Bardi started his career in the 1920s as a journalist, writing about art and architecture for newspapers like Gazzetta di Genova and Corriere della Sera. Between 1926 and 1930, Bardi's focus shifted "from journalism to the art market." In 1928 he opened the Galleria Bardi in Milan, which exhibited many artists of the Scuola Romana. Two years later he moved to Rome and opened the Galleria di Roma, where the Second Exhibition of Rationalist Architecture was held in 1931. "Throughout the 1930s, Bardi argued for the alliance of Rationalist architecture and fascist politics in the pages of Milan newspaper L'Ambrosiano, in the architecture journal Quadrante ... and in the Rome newspaper Meridiano."
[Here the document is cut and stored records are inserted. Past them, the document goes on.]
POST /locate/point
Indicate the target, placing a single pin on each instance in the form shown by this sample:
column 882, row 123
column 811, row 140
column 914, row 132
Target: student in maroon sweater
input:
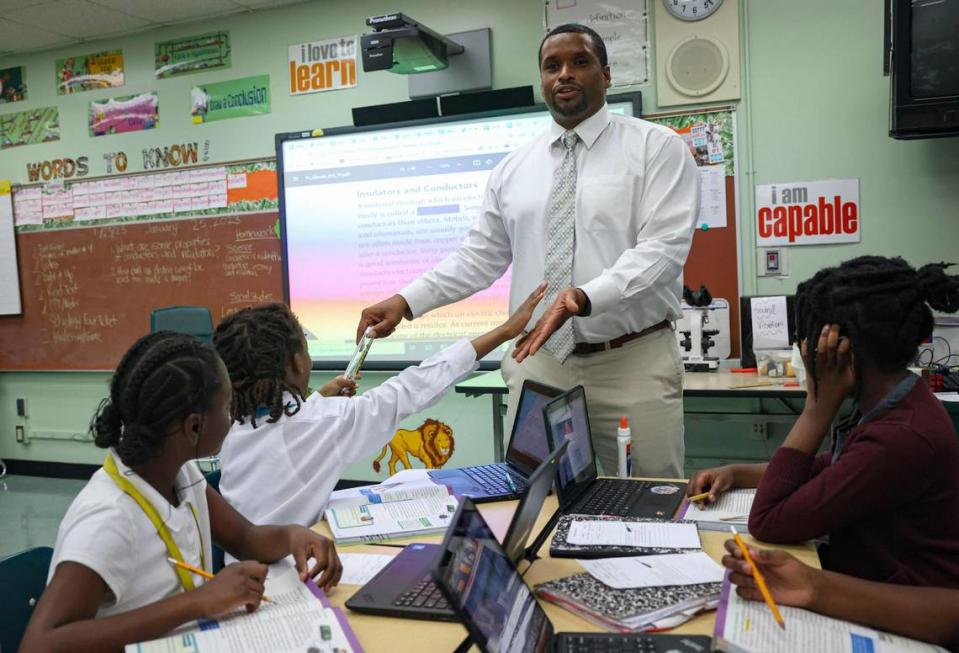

Bardi visited Brazil for the first time in 1933 and permanently relocated in São Paulo in 1946 with his wife, architect Lina Bo Bardi. In 1947 he co-founded with Assis Chateaubriand the São Paulo Museum of Art, which he directed until 1996, stirring the Brazilian artistic community with his ideas about popularizing museums by making both modern and classical art more accessible. Hand-in-hand with this idea, he and his wife, Lina Bo Bardi, developed the concept of an open, wide exhibition space where paintings were fixed to acrylic pedestals, thus making the whole space visible at once and the works seemingly suspended in space. The substitution of traditional walls for the acrylic pedestals became a big point of debate.

He died in São Paulo in 1999, four months before his 100th birthday.